Our goals for the conference were to:
- Learn more about the types of homegrown firms that are creating most of the jobs and wealth in the state.
- Understand the factors that can help high impact firms expand in our state.
- Obtain information about the entrepreneurship strategies that work in other regions of the country.
- Discuss some specific steps that we can take in South Carolina to promote high impact entrepreneurship.
Research presented by USC professor Dr. Doug Woodward indicated that:
- Small businesses with fewer than 20 employees are creating a disproportionately large share of South Carolina’s jobs.
- In any four-year period during the last 10 years, 2.5 percent of all South Carolina-based “high impact” firms created almost all of the net new jobs in the state.
- “High impact” firms are spread across industry sectors.
- High-impact firms are highly urban.
- About half are in traded sectors of the economy.
- South Carolina is not growing as many small firms into big firms as our neighboring states.
Based on interviews with South Carolina’s high growth firms and economic developers in the state, six of the most critical constraints to growth fall into the following categories:
- Lack of Access to Affordable Financing
- Lack of High-level Management Talent
- High Business-related Taxes in Some Areas
- Need for more Collaboration Related to Innovation
- A Less than Robust Entrepreneurial Culture
- Difficulties in Attracting and Retaining High-level Professional and Technical Workers.

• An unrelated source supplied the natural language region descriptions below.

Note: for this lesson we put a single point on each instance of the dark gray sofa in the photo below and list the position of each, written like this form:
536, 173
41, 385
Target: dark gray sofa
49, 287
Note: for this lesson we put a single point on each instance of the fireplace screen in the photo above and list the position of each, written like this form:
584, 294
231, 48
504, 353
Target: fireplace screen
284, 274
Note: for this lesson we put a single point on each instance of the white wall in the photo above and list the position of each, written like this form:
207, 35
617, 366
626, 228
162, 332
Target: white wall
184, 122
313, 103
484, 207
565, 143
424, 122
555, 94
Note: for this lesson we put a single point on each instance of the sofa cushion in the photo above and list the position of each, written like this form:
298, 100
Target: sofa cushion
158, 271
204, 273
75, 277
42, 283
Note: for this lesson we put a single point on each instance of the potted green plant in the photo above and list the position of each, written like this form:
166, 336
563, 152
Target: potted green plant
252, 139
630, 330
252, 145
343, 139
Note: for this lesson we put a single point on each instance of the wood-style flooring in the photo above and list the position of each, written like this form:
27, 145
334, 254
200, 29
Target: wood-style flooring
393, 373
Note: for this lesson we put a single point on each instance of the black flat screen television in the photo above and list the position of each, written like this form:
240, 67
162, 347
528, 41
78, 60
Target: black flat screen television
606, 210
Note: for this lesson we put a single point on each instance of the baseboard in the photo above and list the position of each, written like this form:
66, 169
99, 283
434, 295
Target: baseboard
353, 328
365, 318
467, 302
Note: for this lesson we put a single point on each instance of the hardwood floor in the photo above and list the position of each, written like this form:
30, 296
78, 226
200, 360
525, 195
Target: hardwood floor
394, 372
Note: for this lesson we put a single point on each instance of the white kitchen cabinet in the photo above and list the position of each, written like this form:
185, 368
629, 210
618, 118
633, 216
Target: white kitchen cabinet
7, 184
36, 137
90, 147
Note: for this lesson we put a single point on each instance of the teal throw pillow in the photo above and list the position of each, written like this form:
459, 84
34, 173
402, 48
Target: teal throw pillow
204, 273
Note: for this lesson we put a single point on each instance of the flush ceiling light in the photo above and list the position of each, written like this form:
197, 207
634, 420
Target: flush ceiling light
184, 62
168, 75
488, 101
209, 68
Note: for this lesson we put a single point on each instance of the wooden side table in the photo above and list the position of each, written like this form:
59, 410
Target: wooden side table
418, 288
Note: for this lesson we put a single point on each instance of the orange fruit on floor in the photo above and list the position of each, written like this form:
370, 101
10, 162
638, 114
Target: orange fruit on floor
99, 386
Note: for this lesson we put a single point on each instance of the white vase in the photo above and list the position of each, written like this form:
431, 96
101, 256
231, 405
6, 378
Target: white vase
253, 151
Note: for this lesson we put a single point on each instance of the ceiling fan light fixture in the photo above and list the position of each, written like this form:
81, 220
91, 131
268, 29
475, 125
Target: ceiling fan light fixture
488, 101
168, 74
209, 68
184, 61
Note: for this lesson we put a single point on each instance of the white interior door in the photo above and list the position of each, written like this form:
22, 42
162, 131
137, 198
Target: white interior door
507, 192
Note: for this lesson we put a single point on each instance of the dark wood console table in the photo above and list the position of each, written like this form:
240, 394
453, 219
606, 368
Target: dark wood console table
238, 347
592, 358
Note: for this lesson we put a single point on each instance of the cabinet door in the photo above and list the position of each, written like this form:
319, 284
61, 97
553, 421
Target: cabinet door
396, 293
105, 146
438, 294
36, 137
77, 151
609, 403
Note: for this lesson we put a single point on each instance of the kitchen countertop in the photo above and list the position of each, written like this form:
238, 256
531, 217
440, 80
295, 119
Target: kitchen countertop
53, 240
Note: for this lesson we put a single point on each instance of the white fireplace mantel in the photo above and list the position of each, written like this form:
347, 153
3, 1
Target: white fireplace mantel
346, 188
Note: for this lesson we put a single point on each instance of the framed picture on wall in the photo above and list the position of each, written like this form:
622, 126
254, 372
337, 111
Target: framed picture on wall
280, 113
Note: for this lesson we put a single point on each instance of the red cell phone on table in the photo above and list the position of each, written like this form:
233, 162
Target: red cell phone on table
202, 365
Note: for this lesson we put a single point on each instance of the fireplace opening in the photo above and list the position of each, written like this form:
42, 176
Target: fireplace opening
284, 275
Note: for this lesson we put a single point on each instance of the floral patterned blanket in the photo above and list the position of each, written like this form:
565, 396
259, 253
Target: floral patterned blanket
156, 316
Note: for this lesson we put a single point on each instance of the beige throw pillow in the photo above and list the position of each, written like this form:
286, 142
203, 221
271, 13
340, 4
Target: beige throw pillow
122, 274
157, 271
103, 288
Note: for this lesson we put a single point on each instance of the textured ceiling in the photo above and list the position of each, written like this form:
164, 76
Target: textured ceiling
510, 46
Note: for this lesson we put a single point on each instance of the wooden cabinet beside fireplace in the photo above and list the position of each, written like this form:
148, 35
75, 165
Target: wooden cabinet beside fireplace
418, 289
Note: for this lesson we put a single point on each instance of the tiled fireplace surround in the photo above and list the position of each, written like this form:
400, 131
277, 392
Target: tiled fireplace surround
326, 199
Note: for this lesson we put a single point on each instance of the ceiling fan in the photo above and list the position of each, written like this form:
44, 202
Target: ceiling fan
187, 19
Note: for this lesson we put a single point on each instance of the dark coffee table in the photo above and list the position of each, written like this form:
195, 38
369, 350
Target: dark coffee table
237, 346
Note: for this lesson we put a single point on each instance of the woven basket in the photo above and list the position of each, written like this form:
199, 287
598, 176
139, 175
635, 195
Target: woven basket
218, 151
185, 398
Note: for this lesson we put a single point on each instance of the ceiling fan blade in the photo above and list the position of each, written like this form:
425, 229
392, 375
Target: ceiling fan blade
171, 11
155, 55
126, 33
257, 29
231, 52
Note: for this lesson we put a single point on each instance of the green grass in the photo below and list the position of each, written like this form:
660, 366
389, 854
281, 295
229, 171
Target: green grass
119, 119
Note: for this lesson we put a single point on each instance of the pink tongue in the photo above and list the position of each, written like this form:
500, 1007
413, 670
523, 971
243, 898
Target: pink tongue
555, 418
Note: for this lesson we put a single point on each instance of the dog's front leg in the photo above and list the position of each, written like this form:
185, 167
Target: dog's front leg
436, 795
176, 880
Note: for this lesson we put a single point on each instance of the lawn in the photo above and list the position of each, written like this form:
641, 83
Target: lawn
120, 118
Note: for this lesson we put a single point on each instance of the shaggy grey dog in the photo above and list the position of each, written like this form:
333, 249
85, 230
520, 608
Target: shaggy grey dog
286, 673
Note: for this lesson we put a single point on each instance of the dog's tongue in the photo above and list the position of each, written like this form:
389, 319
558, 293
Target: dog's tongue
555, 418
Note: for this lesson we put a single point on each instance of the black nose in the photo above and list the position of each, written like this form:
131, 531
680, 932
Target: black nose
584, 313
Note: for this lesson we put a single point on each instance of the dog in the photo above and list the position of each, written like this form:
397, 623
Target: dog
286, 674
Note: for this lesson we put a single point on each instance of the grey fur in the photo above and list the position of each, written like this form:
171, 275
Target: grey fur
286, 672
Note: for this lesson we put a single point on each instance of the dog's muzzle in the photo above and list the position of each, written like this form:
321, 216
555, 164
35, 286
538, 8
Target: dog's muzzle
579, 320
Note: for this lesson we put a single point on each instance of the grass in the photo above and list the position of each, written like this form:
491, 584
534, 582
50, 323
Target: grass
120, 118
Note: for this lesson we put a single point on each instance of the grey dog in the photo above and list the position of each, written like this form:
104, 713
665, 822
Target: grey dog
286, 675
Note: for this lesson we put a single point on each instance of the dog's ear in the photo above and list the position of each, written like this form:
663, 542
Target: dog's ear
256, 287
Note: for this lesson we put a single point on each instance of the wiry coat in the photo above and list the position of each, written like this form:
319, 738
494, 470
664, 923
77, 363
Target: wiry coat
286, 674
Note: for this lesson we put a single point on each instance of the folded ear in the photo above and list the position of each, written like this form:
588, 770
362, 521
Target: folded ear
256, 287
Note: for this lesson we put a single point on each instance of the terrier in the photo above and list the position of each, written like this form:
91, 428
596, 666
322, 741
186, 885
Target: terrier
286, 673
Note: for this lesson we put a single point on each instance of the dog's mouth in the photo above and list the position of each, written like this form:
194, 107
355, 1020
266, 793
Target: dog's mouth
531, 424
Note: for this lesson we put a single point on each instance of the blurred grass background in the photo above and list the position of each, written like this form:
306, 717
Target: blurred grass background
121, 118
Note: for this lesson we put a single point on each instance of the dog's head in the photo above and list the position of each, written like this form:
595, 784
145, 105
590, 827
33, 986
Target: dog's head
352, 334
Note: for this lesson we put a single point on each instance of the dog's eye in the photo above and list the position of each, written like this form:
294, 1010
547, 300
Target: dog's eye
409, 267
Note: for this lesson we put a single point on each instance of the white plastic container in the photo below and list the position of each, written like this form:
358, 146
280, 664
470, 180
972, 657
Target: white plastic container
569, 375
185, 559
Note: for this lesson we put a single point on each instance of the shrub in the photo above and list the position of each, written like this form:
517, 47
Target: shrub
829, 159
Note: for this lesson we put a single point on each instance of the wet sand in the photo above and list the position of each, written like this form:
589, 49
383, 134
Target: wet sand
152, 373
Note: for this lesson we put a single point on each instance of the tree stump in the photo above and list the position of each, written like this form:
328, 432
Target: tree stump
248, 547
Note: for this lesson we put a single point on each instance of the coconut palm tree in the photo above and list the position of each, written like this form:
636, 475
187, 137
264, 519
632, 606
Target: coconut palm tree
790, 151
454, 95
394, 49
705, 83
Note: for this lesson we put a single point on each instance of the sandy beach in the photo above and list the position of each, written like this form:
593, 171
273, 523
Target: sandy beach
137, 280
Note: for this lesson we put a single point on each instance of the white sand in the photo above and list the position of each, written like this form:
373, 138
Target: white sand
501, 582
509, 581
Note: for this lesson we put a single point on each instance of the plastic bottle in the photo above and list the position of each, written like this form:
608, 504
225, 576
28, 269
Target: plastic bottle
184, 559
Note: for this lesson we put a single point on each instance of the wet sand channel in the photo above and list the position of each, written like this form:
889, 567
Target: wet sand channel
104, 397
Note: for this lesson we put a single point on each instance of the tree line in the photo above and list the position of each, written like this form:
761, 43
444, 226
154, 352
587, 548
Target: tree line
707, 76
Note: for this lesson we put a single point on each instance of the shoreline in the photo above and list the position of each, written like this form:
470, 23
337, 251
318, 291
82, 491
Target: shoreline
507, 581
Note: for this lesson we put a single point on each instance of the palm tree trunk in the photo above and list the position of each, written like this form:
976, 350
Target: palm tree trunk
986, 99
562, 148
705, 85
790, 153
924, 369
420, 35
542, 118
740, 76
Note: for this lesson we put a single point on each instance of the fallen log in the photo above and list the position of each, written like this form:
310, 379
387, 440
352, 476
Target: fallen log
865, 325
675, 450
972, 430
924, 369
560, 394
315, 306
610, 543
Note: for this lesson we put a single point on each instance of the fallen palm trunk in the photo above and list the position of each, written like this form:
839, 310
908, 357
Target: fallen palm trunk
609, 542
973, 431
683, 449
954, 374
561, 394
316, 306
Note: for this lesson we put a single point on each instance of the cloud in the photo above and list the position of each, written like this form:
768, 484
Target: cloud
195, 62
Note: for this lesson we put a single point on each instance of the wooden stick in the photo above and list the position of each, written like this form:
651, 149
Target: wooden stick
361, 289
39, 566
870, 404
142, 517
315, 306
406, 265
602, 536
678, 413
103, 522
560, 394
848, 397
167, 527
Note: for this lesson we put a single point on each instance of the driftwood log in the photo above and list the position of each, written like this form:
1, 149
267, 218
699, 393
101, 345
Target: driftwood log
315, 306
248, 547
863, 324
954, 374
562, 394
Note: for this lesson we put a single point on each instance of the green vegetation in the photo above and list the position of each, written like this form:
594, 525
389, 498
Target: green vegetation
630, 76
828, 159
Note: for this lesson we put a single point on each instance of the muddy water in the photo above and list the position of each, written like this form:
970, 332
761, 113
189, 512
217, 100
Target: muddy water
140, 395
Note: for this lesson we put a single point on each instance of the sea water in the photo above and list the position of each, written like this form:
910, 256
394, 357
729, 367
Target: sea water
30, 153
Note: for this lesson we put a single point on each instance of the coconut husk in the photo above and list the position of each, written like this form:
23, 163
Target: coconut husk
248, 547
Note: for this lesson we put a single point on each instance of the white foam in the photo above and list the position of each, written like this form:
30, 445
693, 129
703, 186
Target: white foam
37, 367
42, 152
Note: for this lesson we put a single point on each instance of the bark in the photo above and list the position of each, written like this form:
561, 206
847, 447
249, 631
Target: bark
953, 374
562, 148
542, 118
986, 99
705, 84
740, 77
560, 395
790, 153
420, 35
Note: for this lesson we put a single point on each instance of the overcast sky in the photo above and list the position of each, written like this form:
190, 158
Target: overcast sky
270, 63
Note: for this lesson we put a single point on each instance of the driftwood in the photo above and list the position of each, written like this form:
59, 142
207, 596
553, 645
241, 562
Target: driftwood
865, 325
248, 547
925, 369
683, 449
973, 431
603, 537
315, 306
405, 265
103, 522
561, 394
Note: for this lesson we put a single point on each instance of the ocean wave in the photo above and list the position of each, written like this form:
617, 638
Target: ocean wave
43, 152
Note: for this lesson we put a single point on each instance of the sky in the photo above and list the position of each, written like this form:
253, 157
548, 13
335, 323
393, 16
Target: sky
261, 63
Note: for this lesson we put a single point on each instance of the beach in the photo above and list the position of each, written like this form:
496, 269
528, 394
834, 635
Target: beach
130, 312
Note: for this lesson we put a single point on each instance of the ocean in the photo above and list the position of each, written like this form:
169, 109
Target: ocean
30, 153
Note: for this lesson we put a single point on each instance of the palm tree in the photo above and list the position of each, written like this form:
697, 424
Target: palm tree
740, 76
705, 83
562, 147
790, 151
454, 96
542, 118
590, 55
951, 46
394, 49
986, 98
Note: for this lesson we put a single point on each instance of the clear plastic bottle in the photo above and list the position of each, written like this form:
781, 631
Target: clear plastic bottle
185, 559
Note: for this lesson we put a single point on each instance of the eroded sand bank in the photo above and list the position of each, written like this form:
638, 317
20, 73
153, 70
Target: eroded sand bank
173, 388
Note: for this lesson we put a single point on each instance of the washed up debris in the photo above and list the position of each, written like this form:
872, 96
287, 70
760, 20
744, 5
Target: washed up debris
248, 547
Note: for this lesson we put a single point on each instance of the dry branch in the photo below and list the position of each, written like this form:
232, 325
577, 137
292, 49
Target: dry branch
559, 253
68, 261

Kurt Dassell with the Monitor Group, a global economic development consulting firm, indicated that many regions have difficulties implementing entrepreneurship strategies because: (1) they try and fail to become the next Silicon Valley, and (2) they do not understand their particular region’s strengths and weaknesses and - consequently - they do not pursue solutions that are tailored to their regions. He recommended that South Carolina should focus on a small number of initiatives designed to increase the base of management talent and to improve access to financing.
4. What are the Next Steps?
In collaboration with the economic development community and the organizations that provide services to entrepreneurs, New Carolina has pledged to identify three or four recommendations on strategies that can help to build a stronger base of homegrown firms. Stay tuned. We are still digesting the information from the conference.
There was one clear message from conference participants, though. They identified a strong need for a highly visible statewide “portal” that is recognized as the one place that entrepreneurs and service providers can go to find resources and information. That is an idea that will be explored further.
5. One Other Success Story
During the conference, representatives from the organizations that currently operate or plan to open an incubator met to form the South Carolina Incubator Association. Thanks to Joel Stevenson, the Executive Director of the USC/Columbia Technology Incubator, for taking the lead on this initiative.